At 05:22 PM 4/19/03 -0400, david wrote: ...
It is the initiation of force that is wrong. People who try to rob others should have their behavior regulated by being killed by their intended victims.
In order to distinguish when force has been initiated, you have to have some agreed-upon definitions of rights. The whole argument you're in here about smoking has to do with boundaries of rights. Harmon says your cigarette smoke is a form of assault. This may or may not be valid, but it's certainly possible to come up with kinds of fumes that are a violation of the rights of the people forced to endure them (think of mustard gas, or even the smell of raw sewage), so it's not obviously bogus. In practice, this is an area where simple rights arguments don't work all that well, because there are big areas of gray.
Hiring professionals to deal with robbers is a valid response to the robbers' initiation of force. Killing people who use force to regulate individuals who smoke in public is also a legitimate response to the their initiation of force.

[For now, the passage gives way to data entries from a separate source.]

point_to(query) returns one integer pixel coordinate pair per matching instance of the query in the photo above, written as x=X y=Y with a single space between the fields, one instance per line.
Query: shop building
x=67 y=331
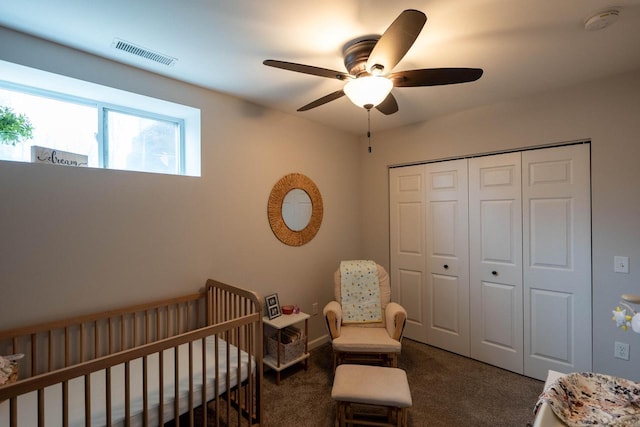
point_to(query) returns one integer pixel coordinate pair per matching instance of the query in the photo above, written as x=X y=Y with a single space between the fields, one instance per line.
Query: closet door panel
x=557 y=254
x=407 y=246
x=447 y=287
x=495 y=235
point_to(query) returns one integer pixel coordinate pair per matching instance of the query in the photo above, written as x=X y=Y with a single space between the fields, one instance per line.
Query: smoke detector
x=601 y=20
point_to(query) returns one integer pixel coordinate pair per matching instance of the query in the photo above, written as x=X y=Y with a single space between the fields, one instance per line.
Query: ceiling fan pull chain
x=369 y=127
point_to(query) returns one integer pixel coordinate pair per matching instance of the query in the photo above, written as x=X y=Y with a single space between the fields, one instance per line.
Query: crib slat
x=145 y=392
x=66 y=347
x=204 y=382
x=190 y=383
x=176 y=385
x=40 y=407
x=87 y=400
x=161 y=387
x=50 y=355
x=13 y=411
x=127 y=392
x=65 y=403
x=34 y=369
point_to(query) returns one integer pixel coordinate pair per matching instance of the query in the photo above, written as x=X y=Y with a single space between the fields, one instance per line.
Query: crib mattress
x=27 y=404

How about if whenever I see someone smoking in public, I go stand upwind of them and open my package of Instant Sarin Mix? Which one of us is initiating force? How about if I'm more polite, and merely open my package of Instant Skunk Scent Mix? The issue is where you draw the line, and the problem is that there's no unambiguously right answer. The only way to resolve this peaceably is to have some agreed-upon standards to resolve the gray areas into solid lines. Those agreed-upon standards are sometimes in the form of written laws, sometimes in the form of precedent in case law, and are very often simply the unwritten standards of conduct that most people live by most of the time. And often they need courts of some kind to rule on gray areas that exist even within those rules.